Kegiatan ini dibuka langsung oleh Wakil Bupati Bengkulu Utara, H. Sumarno, S.Pd., yang didampingi oleh Sekretaris Daerah, H. Fitriyansyah, S.STP., M.M., serta dihadiri oleh Kepala Kejaksaan Negeri Bengkulu Utara, Restu Darmawan, S.H., M.H., unsur pimpinan FKPD, staf ahli, asisten, kepala SKPD, dan pengurus barang dari 52 OPD. Kamis (18/09/2025).
Kepala BKAD Bengkulu Utara, Masrup, S.ST., Pi., M.M., dalam sambutannya menyampaikan bahwa rapat koordinasi ini bertujuan untuk memperkuat pemahaman serta koordinasi dalam pengelolaan BMD di setiap level SKPD. “Rakor ini memberikan pemahaman lebih lanjut mengenai kewenangan dan tugas pengelola barang milik daerah, mulai dari kepala SKPD sebagai pengguna barang, pejabat penatausahaan barang, hingga pengurus barang. Selain itu, kegiatan ini juga menjadi wadah untuk menumbuhkan komitmen bersama dalam memperbaiki pengelolaan BMD,” ujar Masrup.
Wakil Bupati Sumarno, dalam sambutannya sekaligus melaunching aplikasi, menekankan pentingnya komitmen seluruh kepala SKPD untuk membenahi pengelolaan aset daerah.
“Komitmen bersama dengan niat baik agar pengelolaan aset ini berjalan sesuai tujuan dan harus ada tertib administrasi dan percepatan sertifikasi.
Aset harus tercatat akurat, dokumennya lengkap, serta ada penyelesaian terhadap aset yang bermasalah, Jika niat baik ini dijalankan, saya yakin semua bisa berjalan dengan baik juga,”ujarnya.
“Pertama, mari kita kuatkan komitmen bersama dengan niat baik agar pengelolaan aset ini berjalan sesuai tujuan. Kedua, harus ada tertib administrasi dan percepatan sertifikasi. Data aset harus tercatat akurat, dokumennya lengkap, serta harus ada penyelesaian terhadap aset yang bermasalah.

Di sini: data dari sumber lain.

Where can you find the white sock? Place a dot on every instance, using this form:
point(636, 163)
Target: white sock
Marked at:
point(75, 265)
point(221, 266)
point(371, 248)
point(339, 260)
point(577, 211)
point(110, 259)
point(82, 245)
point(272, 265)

Jika niat baik ini dijalankan, saya yakin semua bisa dilaksanakan,” tegasnya.
Sementara itu, Sekda Bengkulu Utara, H. Fitriyansyah, S.STP., M.M., mengingatkan bahwa sebagian aset daerah merupakan hasil hibah masyarakat sejak sebelum tahun 2000. Oleh karena itu, perlu manajemen yang lebih profesional dalam penataannya.
Kepala Kejaksaan Negeri Bengkulu Utara, Restu Darmawan, S.H., M.H., menekankan pentingnya pemahaman regulasi terbaru, khususnya Permendagri Nomor 7 Tahun 2024 tentang Pengelolaan Barang Milik Daerah. “dalam aturan ini sudah jelas bahwa kepala SKPD tidak hanya sebagai pengguna anggaran, tetapi juga sebagai pengguna barang. maka, setiap aset yang dikelola wajib dipertanggungjawabkan, baik aset lama maupun baru,” jelasnya.

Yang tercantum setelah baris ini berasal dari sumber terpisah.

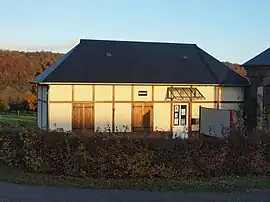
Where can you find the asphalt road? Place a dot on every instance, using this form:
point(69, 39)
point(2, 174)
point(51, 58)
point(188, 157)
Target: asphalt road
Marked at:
point(18, 193)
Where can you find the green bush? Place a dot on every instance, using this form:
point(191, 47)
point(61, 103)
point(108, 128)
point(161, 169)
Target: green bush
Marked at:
point(67, 154)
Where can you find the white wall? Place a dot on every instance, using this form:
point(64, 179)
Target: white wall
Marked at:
point(162, 116)
point(160, 93)
point(42, 104)
point(103, 92)
point(123, 93)
point(60, 116)
point(83, 92)
point(60, 92)
point(103, 111)
point(123, 116)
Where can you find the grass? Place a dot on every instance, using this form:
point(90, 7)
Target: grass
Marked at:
point(18, 176)
point(26, 119)
point(11, 118)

Melalui rakor dan peluncuran aplikasi ini, Pemerintah Kabupaten Bengkulu Utara, diharap pengelolaan aset daerah ke depan semakin transparan.
“Ia diharapkan tertib administrasi, sekaligus memperkuat komitmen seluruh SKPD dalam menjaga barang milik daerah demi kepentingan pembangunan dan pelayanan publik di pemerintahan.